Outside the Hospital, and as a result of the meeting with Nurse Medellin, the District Attorney of Lehigh County commenced an investigation, but it bore little fruit. Working with the Pennsylvania State Police, the District Attorney retained a forensic pathologist, Dr. Isadore Mihalikis, who reviewed seventeen patient charts selected by St. Luke's. (Pl.Ex. MMMM at 18-35.) However, Dr. Mihalikis was not provided with a written list of the diverted medications and apparently had no contact with any of the nurses or their statements regarding suspicions about Cullen. (Ibid.) Dr. Mihalikis was unable to conclude that Cullen had harmed anyone. (Id. at 50-55.)

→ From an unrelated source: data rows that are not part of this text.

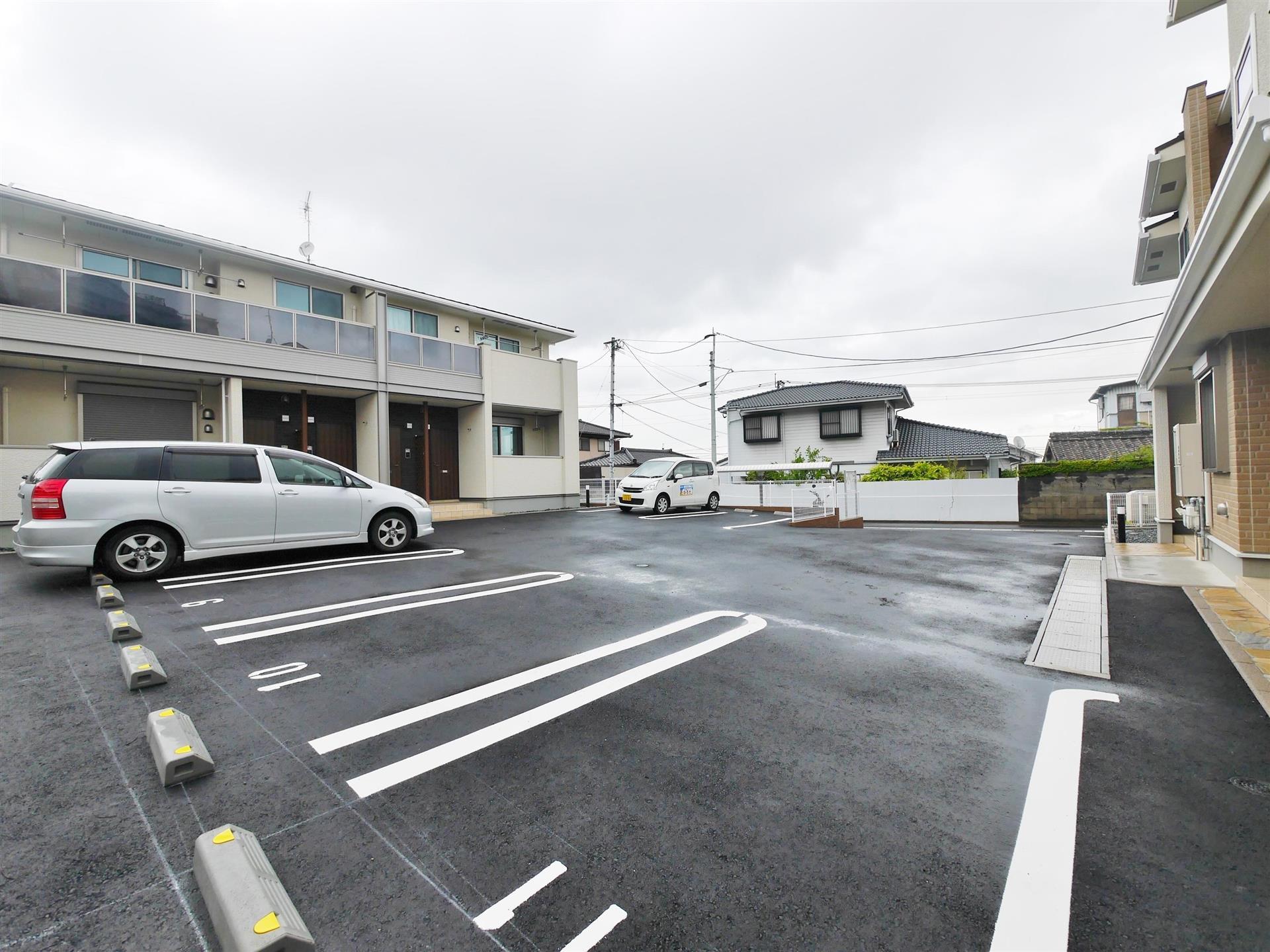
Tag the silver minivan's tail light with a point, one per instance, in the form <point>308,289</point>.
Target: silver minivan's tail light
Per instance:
<point>46,500</point>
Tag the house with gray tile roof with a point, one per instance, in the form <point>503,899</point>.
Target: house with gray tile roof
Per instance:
<point>977,451</point>
<point>857,423</point>
<point>1096,444</point>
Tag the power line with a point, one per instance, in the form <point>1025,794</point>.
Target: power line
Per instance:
<point>677,419</point>
<point>663,386</point>
<point>644,422</point>
<point>927,327</point>
<point>694,343</point>
<point>1014,349</point>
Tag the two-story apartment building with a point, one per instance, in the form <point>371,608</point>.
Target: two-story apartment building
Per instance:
<point>112,327</point>
<point>1209,364</point>
<point>1122,404</point>
<point>857,423</point>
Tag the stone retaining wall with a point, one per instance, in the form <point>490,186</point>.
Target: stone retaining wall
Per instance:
<point>1076,498</point>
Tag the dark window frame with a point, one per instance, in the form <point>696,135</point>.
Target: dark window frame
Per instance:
<point>760,417</point>
<point>837,422</point>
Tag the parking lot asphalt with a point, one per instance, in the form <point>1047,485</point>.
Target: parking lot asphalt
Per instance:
<point>837,758</point>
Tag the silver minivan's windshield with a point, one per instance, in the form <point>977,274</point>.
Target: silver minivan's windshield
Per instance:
<point>653,468</point>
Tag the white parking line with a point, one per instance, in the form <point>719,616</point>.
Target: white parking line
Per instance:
<point>284,684</point>
<point>593,933</point>
<point>402,771</point>
<point>685,515</point>
<point>296,564</point>
<point>552,580</point>
<point>501,913</point>
<point>765,523</point>
<point>1037,906</point>
<point>342,564</point>
<point>392,722</point>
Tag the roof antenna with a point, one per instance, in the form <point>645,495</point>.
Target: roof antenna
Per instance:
<point>308,247</point>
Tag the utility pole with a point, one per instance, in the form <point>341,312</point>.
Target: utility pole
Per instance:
<point>714,439</point>
<point>614,343</point>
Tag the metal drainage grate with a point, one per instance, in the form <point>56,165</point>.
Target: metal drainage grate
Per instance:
<point>1259,787</point>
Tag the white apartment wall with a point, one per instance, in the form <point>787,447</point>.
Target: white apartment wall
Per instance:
<point>800,427</point>
<point>1238,16</point>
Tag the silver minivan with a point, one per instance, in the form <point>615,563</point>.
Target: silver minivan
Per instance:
<point>136,507</point>
<point>669,482</point>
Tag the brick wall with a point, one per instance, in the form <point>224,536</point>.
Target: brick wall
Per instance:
<point>1076,498</point>
<point>1246,488</point>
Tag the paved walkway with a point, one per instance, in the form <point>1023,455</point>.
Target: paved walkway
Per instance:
<point>1160,564</point>
<point>1074,634</point>
<point>1244,634</point>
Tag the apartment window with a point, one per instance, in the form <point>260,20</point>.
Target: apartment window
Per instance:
<point>328,303</point>
<point>508,440</point>
<point>158,274</point>
<point>1208,429</point>
<point>399,318</point>
<point>503,343</point>
<point>415,322</point>
<point>762,427</point>
<point>426,323</point>
<point>291,296</point>
<point>840,421</point>
<point>1244,85</point>
<point>106,263</point>
<point>314,300</point>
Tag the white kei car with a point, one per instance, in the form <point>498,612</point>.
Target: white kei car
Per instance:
<point>669,482</point>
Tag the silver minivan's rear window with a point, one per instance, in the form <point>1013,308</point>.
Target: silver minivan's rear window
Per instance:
<point>51,467</point>
<point>114,463</point>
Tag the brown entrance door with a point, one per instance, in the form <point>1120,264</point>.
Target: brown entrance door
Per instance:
<point>444,451</point>
<point>405,447</point>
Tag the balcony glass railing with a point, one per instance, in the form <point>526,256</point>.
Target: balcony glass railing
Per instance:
<point>88,295</point>
<point>429,353</point>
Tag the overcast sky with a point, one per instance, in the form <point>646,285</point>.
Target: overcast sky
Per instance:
<point>654,171</point>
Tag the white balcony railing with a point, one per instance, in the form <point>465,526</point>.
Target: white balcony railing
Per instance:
<point>432,354</point>
<point>88,294</point>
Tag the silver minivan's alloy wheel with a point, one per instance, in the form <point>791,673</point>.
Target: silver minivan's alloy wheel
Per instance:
<point>393,533</point>
<point>142,552</point>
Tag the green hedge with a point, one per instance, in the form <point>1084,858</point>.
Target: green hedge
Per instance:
<point>1138,459</point>
<point>892,472</point>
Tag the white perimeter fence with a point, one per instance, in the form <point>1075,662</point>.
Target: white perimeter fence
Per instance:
<point>603,491</point>
<point>1140,509</point>
<point>919,501</point>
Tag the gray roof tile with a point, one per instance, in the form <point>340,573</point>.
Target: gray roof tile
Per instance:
<point>827,393</point>
<point>935,441</point>
<point>1096,444</point>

Notwithstanding the concerns expressed to them, as described by Nurse Medellin, neither Clinical Coordinator Moyer nor CCU Nurse Manager Amedee informed the State Police of nurses' concerns that Cullen may have harmed patients. (See Pl.Ex. U at 12-14.) After notification by the District Attorney that the matter had been referred to law enforcement, the Hospital undertook further investigations, including patient-chart review by an outside physician; however, this, too, failed to lead St. Luke's to conclude Cullen had harmed any patients. (See Pl.Ex. NNN at 51-55, 125-27.)
As already noted, the breakthrough came in October 2003, when Cullen's subsequent employer, the Somerset Medical Center, attributed abnormal patient chemistries to Cullen's actions and fired him. (Pl.Ex. C.) Subsequently, in response to questioning by the New Jersey State Police in December of that year, Cullen confessed to having killed patients both in New Jersey and in Pennsylvania. (Ibid.) The Lehigh County District Attorney and the Hospital then reopened their investigations and Cullen ultimately confessed to killing, among others, the five decedents at issue in these cases. (See Pl.Ex. B; Ex. C.) The estates of those decedents, however, had all been previously issued death certificates indicating causes of death consistent with the progression of the respective diseases for which the patients had been receiving treatment at St. Luke's. (See Pl.Ex. Z, Ex. A, Ex. HH, Ex. KK, Ex. PPPP.) The Plaintiffs evidently first learned of their potential causes of action only after media reports in the wake of Cullen's confessions, which indicated that some of his deadly actions occurred during his tenure at St. Luke's.
Trial Court Opinion, 7/9/09, at 5-11 (citations in original; footnote omitted).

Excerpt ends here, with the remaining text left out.